2011: The Year in Review

2011 was not so much a "Year in Writing" as it was a year in publishing. I didn't set any particular goals for last year, which is good, because things ended up going in directions I never would have envisioned last January.

For one thing, I had trunked Scent and Shadow back in July of 2010, and had every intention of letting it sit until 2015. But then my writing buddy convinced me to un-trunk it.

I submitted it to a writing workshop, and it was rejected.

Yes, originally, they took a pass. But I emailed back, thanking them for their time and asking for a recommendation as to where I should take it next. I wasn't submitting the novel because I thought it was ready - I knew damn well it wasn't. But I needed another set of eyes, because I couldn't see it anymore.
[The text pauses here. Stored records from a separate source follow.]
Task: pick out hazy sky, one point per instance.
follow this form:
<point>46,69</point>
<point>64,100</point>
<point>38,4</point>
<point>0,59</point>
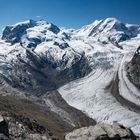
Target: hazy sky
<point>68,13</point>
My attitude impressed them enough that they gave me some of the best feedback I've ever gotten. They told me to rewrite and to resubmit the first 20 pages. Which I did.

And I got in.

So, long story short, I started the year with a trunked novel, rewrote it, workshopped it, wrote whole new scenes and rewrote other parts, had it professionally edited while I learned how to self-publish, and then self-published it October. Along with 11 other stories.

And I'm pleased to announce that Scent and Shadow is now available for print at the CreateSpace store, and should hopefully be available at Amazon later this week.

So, yeah. Not what I'd had in mind a year ago. But oh, so worth all the work.

2011 (not counting unfinished projects):
Short stories written: 2
Short stories sold: 1 (two awaiting contracts)
Short story submissions: 8
Short story rejections (including revoked submissions): 5, plus one that's probably a no response
Short stories published: 2
Total short story word count (final drafts written 2011): approximately 4900
Total novel word count (final draft): approximately 103,000

Most of my achievements were on the publishing side of things, but I really let the publishing side take over my writing last year, which is a mistake I don't plan to repeat. Granted, I had a lot to learn about publishing - ebook formatting, creating covers, finding editors to work with, uploading ebooks, setting up loads of accounts, creating my own publishing business, doing print layout, marketing, pricing, metadata - but I still need to be writing.

So for 2012, the writing comes first!

Writing goals: 4000 words of new writing a week.
Publishing goals: a new story published every month, either self-published or otherwise. Also, I want to self-publish two 5-story anthologies.

I'm hoping to do another full-length novel this year, but no promises. I'm toying with the idea of doing a novel as a serial, as the story I have in mind breaks out quite conveniently. I haven't decided yet. But I will promise that you'll see more Gabriel Chapel this year.